Here is what it would look like in Python:
Y = X - numpy.mean(X, axis = 0)
C = numpy.dot(Y, Y.T)
If I do this, I can prove mathematically (and experimentally using some simple Python code) that det(C) = 0 always.
However, a colleague tells me that using the inverse of a covariance matrix is common in his field and he showed me some R code to demonstrate.
> det(cov(swiss))
[1] 244394171542
I notice that R has several ways of calculating the covariance matrix that leads to different results. I also notice from Googling that some people say the covariance matrix is always singular (eg here) whereas others say it is not.
So, my question is: why the differences of opinion and what's the true answer?

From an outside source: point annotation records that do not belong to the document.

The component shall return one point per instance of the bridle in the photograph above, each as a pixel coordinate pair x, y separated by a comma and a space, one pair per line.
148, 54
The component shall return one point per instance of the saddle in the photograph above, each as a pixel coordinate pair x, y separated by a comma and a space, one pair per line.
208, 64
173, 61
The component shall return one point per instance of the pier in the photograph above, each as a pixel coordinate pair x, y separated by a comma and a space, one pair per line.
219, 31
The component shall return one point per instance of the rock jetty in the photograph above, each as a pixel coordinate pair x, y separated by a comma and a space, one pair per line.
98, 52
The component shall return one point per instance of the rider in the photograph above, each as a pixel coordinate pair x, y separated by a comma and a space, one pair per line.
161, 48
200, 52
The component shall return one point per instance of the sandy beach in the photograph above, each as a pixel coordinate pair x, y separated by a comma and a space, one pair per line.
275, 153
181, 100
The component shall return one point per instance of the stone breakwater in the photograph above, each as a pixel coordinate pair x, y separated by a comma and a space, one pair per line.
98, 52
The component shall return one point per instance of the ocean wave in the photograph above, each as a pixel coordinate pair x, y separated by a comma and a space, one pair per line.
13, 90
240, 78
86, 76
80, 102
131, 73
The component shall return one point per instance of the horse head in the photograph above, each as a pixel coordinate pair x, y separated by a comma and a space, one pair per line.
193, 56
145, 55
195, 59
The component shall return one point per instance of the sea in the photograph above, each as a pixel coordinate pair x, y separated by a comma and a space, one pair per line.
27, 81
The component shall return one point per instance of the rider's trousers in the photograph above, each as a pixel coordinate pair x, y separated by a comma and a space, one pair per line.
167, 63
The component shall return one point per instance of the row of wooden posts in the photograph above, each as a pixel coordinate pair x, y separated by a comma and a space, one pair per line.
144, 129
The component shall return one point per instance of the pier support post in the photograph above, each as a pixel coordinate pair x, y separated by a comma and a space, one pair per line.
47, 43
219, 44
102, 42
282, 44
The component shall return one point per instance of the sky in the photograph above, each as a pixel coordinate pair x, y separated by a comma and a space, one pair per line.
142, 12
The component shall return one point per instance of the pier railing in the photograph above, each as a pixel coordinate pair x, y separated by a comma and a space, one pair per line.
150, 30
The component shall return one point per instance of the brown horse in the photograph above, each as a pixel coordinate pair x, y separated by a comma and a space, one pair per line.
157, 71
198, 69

EDIT: I discovered that the determinant is only zero if the matrix is square. If anybody knows the proof for this or can throw some further light on the matter, I'd be grateful.
Yes your statement is true. Let $X$ a matrix $n\times m$. If you do the algorithm that you wrote above (until the step $2$) you obtain a matrix $Z$ that have the sum of each column equal to $0$.

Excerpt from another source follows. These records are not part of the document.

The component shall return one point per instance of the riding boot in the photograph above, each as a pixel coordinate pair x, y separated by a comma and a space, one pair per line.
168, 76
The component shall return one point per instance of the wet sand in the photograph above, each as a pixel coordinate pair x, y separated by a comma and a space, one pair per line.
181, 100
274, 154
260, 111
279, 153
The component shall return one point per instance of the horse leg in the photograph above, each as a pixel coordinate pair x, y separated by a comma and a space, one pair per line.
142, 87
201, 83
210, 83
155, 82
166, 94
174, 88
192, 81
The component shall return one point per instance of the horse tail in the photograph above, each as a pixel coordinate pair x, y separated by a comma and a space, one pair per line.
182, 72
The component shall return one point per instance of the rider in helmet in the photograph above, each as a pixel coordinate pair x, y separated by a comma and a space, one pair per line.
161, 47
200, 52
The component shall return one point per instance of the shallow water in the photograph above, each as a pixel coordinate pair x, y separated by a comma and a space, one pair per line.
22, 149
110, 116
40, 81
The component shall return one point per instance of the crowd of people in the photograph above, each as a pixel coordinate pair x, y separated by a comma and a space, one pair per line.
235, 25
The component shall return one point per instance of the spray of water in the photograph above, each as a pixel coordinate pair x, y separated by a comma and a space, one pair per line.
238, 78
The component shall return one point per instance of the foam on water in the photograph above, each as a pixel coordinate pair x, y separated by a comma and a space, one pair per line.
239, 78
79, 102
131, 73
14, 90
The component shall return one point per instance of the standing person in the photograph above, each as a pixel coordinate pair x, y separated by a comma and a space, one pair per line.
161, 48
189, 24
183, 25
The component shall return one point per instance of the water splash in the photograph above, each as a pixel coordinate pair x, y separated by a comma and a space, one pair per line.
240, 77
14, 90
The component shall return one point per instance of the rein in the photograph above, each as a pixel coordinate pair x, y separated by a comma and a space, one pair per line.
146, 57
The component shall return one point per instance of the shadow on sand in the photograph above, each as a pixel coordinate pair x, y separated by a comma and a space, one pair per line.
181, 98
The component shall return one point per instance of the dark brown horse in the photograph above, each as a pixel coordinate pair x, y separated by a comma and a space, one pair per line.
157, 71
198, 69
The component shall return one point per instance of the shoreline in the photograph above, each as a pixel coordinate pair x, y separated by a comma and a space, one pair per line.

$$\forall j=1,\cdots,m \quad x_{1,j}-\sum_{i=1}^n\frac{x_{i,j}}{n}+\cdots+ x_{n,j}-\sum_{i=1}^n\frac{x_{i,j}}{n}=\sum_{i=1}^nx_{i,j}-n\sum_{i=1}^n\frac{x_{i,j}}{n}=0$$
Now if you do the product $Y=Z \cdot Z^T$ this statement continues to be true, and such that the matrix $Y$ is symmetric the statement is true for each row too. For example for the first column:
$$y_{1,1}=\sum_{i=1}^m z_{1,i}^2$$ $$y_{2,1}=\sum_{i=1}^mz_{2,i}z_{1,i}$$ $$\vdots$$ $$y_{n,1}=\sum_{i=1}^m z_{n,i}z_{1,i}$$ So $$\sum_{j=1}^n y_{j,1}=\sum_{i=1}^m \Big( z_{1,i}^2+z_{2,i}z_{1,i}+ \cdots + z_{n,i}z_{1,i}\Big)=\sum_{i=1}^m z_{1,i}\left( z_{1,i}+z_{2,i}+ \cdots + z_{n,i} \right)=0$$ Similarly for column=$2,3, \cdots, n$